ISLAMABAD: Pakistan is set to deregulate fuel prices, allowing oil companies to compete by offering cheaper petrol, Petroleum Minister Dr. Musadik Malik announced at the Global Oil and Gas Conference, ARY News reported.
Key Announcements
- The deregulation policy aims to create market-driven fuel pricing while maintaining a government cap to protect consumers.
- The government will exit the business sector, with privatization efforts for Pakistan International Airlines (PIA) continuing.
- New gas policy approval is expected in the upcoming Council of Common Interests (CCI) meeting.
- Green and blue hydrogen projects are progressing, with a biofuel policy set for approval soon.
Government’s Energy Strategy
Dr. Malik emphasized three key aspects of Pakistan’s energy policy:
- Accessibility – Ensuring energy availability across sectors.
- Affordability – Reducing costs for consumers.
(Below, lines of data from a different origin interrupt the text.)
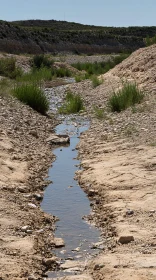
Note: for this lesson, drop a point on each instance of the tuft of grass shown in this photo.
(96, 81)
(41, 61)
(33, 96)
(79, 78)
(99, 112)
(36, 76)
(150, 41)
(126, 97)
(73, 104)
(5, 86)
(61, 72)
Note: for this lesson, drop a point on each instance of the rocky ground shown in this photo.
(119, 172)
(119, 175)
(26, 232)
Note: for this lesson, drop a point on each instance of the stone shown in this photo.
(59, 242)
(92, 192)
(126, 239)
(58, 139)
(50, 261)
(129, 212)
(74, 265)
(38, 196)
(25, 228)
(31, 205)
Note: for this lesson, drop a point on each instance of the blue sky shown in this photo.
(94, 12)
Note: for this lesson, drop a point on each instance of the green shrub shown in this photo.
(73, 104)
(98, 68)
(99, 112)
(61, 72)
(36, 75)
(8, 68)
(82, 77)
(95, 81)
(126, 97)
(33, 96)
(40, 61)
(5, 86)
(150, 41)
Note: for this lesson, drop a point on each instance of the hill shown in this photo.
(42, 36)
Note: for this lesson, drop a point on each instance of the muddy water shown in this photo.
(65, 199)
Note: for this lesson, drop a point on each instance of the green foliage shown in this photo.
(150, 41)
(95, 81)
(126, 97)
(33, 96)
(5, 86)
(36, 76)
(73, 104)
(98, 68)
(99, 112)
(8, 68)
(61, 72)
(40, 61)
(82, 77)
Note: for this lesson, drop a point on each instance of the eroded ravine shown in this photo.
(65, 199)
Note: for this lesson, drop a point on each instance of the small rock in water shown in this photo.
(31, 205)
(76, 249)
(38, 196)
(129, 212)
(59, 242)
(50, 261)
(126, 239)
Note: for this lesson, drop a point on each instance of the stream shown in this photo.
(65, 199)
- Sustainability – Promoting local resource utilization, electrification, and modernization of the oil and gas sector.
Concerns from Stakeholders
- The Petroleum Dealers Association has warned against fuel price deregulation, citing concerns over price volatility and market manipulation.
Dr. Malik concluded by stressing the importance of scientific research and innovation for sustainable economic progress and urged national unity to drive Pakistan’s development forward.